No auge da forma, Maya Moore sacrificou sua carreira, deixando de lado sua posição como uma das estrelas do basquete, para ajudar em um esforço improvável de libertação de um prisioneiro cuja condenação ela considerava injusta.

Isso lhe custou a oportunidade de um quinto título na WNBA, a impediu de buscar uma nova medalha de ouro olímpica e privou os torcedores do espetáculo de seus arremessos perfeitos.

Em uma decisão que chocou o mundo do esporte, Moore deixou o basquete –temporariamente, ela afirmou– no começo de 2019 a fim de lutar pela libertação de Jonathan Irons, um homem do Missouri que se declarava inocente, mas estava servindo uma sentença de 50 anos de prisão por assalto a mão armada.

Na quarta-feira (1º), o sacrifício de Moore deu resultado.

Irons, 40, foi libertado de uma penitenciária no Missouri depois de passar 23 anos encarcerado.
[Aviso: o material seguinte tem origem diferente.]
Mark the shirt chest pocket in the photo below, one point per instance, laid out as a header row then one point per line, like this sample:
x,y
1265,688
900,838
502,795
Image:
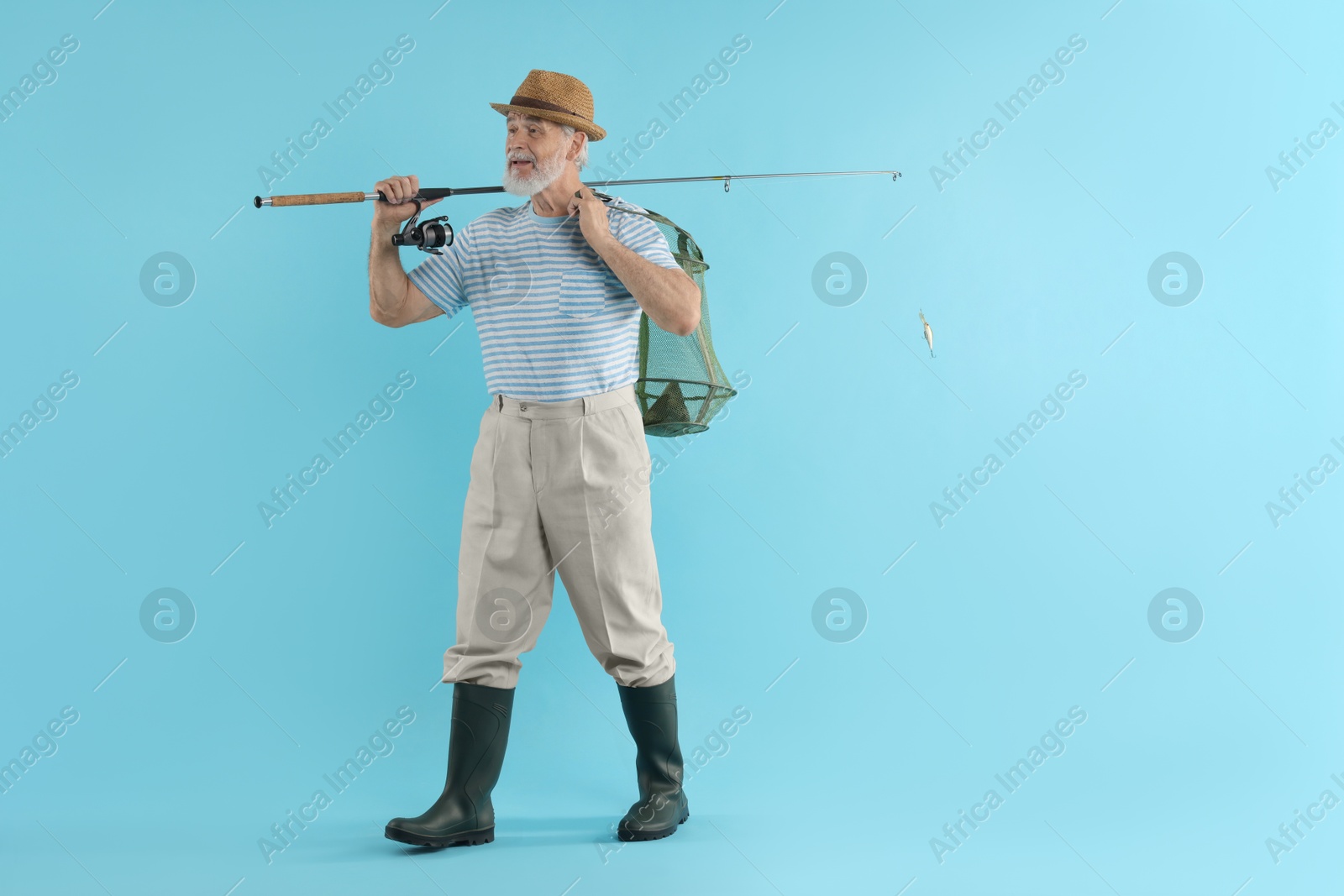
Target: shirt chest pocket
x,y
582,291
Depois de um recurso cujos custos Moore ajudou a cobrir e ao qual ela expressou apoio público, a sentença de Irons foi derrubada.

Em uma cena de comemoração chorosa no portão de entrada da penitenciária de Jefferson City, Moore e sua família por fim puderam acolher um homem que terminou por se transformar em membro da família.

“Estou entusiasmada por as pessoas estarem compreendendo que mudança real só acontece quando você se dedica a alguma coisa”, disse Moore em uma entrevista coletiva na quinta-feira. “Todos nós deveríamos agir assim, todos deveríamos nos dedicar, se tivermos qualquer tipo de poder."

Atletas de diversos esportes aderiram aos apelos por justiça social e racial, especialmente à mais recente onda, causada por ações policiais que resultaram na morte de pessoas negras.

E as mulheres do esporte, como Moore, muitas vezes estão na vanguarda desses esforços, mas não recebem o mesmo destaque que os homens, que jogam em ligas com audiências de televisão maiores e tendem a receber cobertura muito mais intensa da mídia.

“A NBA e a NFL recebem mais atenção e elogios, mas a WNBA e as mulheres do esporte tendem a estar à frente de todo mundo mais”, disse Victoria Jackson, historiadora do esporte na Universidade Estadual do Arizona. “Veja o exemplo de Maya: ela essencialmente abandonou sua carreira no auge para se dedicar de corpo e alma a uma causa."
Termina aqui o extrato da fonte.